Accusations of racism toward colored people kicked off when comments made by Manyi in a TV interview from last year were posted on YouTube by Solidarity, a mainly white trade union group.
In a separate controversy, Kuli Roberts, a black socialite and columnist, created a public uproar over a column that featured crude stereotypes of colored people. She apologized but her Sunday World column was canceled.
Manyi’s comments, in which he said that colored people “should spread in the rest of the country” to stop their “over-concentration” in the Cape, drew an angry letter from former longtime Finance Minister Trevor Manuel, who is colored. Manuel, who is still an ANC cabinet minister in charge of national planning, called Manyi’s words “worst-order racist” and compared him to the architect of apartheid, Hendrik Verwoerd.
“I want to put it to you that these statements would make you a racist in the mold of H.F. Verwoerd. I want to put it to you that you have the same mind that operated under apartheid,” said Manuel. “I now know who Nelson Mandela was talking about when he said from the dock that he had fought against white domination and that he had fought against black domination.”
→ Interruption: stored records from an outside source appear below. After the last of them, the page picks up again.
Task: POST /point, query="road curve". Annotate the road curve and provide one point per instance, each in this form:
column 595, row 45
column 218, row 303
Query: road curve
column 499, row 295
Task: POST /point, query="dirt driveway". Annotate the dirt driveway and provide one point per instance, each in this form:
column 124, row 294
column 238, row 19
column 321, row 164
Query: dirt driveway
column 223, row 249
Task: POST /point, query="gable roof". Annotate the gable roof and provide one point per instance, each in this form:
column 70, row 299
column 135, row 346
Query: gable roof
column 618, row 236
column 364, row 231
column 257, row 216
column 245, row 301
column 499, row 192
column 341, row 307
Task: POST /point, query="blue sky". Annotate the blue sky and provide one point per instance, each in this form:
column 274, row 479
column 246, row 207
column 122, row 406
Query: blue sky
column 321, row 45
Manuel was rebuked by ANC Secretary Gen. Gwede Mantashe, who called for party members to “refrain from behaving like free agents.”
The debate over colored people has become a front line in the battle for colored votes in the local elections scheduled for May. The ANC is trying to win control of the Western Cape province, but the sizable number of colored voters back the opposition Democratic Alliance, which is led by Helen Zille, a white woman.
Meanwhile, the DA is trying to use Cape Town and the Western Cape as a stepping stone to challenge the ANC elsewhere in the country, and colored voters are seen as key to their strategy.
The controversy also exposes rifts in the ANC, with Manuel facing sharp criticism from some of his fellow party members. Manuel “made himself the loneliest man in the ANC” with his letter to Manyi, said Justice Malala, a leading columnist for Johannesburg’s Times newspaper.
However, Manuel was backed by COSATU, the powerful trade union group, which said that Manyi's remarks “fly in the face of the commitment of the country, the ANC and its allies to a non-racial society, in which the rights of all citizens are protected by our constitution and laws and must be treated with respect and dignity.”
Manyi later apologized for offending South Africa's colored population. But he also criticized groups such as Solidarity that are trying to “mislead the public” by focusing debate on his comments about colored people, instead of directing discussion towards the Employment Equity Amendment Bill — another contentious issue.
A proposed amendment to the employment equity act, drafted when Manyi was labor department director general, deals with demographics and hiring requirements for employers.
The bill could result in a freeze on the hiring of colored workers and employers in the Western Cape could have to reduce their colored workforce, said Anthea Jeffery, head of special research at the South African Institute of Race Relations.
“The [Employment Equity] Act itself, with its emphasis on racial classification, racial targets, and racial preferences," said Jeffery, "contradicts the Constitution’s commitment to non-racialism.”